As higher education has itself become more single-minded in its ideology, it has also become more aggressive in its incorporation of partisan agendas. It has become more of a political arm of a defined ideology than an impartial forum dedicated to the pursuit of truth. Political activism has infused the mission and functioning of the university. And while universities are certainly free to adopt such a mission, they are not entitled under the 1915 Declaration or the rulings of the U.S. Supreme Court to claim the protections of academic freedom for such a mission.

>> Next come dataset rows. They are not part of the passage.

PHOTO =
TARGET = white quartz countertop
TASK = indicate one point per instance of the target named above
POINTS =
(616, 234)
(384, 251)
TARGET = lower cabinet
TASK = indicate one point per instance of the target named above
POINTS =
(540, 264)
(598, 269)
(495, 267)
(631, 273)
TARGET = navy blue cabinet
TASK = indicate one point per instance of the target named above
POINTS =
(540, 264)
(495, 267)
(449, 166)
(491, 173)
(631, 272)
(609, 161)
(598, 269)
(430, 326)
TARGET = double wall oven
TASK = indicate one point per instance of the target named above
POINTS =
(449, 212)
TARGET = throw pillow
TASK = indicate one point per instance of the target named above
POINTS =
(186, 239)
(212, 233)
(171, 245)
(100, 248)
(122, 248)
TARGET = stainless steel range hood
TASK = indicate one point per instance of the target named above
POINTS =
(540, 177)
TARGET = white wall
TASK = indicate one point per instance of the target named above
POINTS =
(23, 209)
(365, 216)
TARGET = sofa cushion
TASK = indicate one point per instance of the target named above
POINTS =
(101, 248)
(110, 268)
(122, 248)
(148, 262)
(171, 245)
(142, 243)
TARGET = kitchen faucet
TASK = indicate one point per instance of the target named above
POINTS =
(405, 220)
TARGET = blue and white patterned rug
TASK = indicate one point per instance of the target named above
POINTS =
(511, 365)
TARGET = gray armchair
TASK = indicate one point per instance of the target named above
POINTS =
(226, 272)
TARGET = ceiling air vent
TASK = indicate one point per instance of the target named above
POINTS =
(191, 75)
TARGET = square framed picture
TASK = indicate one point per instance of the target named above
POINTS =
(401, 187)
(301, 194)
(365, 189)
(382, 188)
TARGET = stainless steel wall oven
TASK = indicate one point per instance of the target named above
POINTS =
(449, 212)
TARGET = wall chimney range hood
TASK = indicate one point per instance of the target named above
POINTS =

The IDA marks the first attempt by a state legislature to achieve intellectual diversity in state universities that have grown steadily hostile towards respect for free speech and debate, especially involving ideas that question the prevailing political orientation of academe. In a great irony, it is the legislature that is coming to the rescue of open debate and the university that is trying to stifle that debate. This marks a reversal of the 1950s and 1960s, when the constitutional foundations of a right of academic freedom were established.
Under the IDA, the South Dakota Legislature has committed itself to a more scrutinizing supervisory role over higher education. By requiring annual intellectual diversity reports from the Board of Regents, the Legislature has essentially put state universities on a kind of watch-list or probationary status. After years of steadily rejecting intellectual diversity, universities may have lost credibility regarding their commitment to free speech and academic freedom. They have, in a way, become like the southern states under the Voting Rights Act. Those states were put under judicial supervision to make sure that voting rights were respected in those states. Perhaps, as the South Dakota Legislature has recognized, universities may now have to be put under a kind of formalized public review process regarding their actions concerning free speech and academic freedom.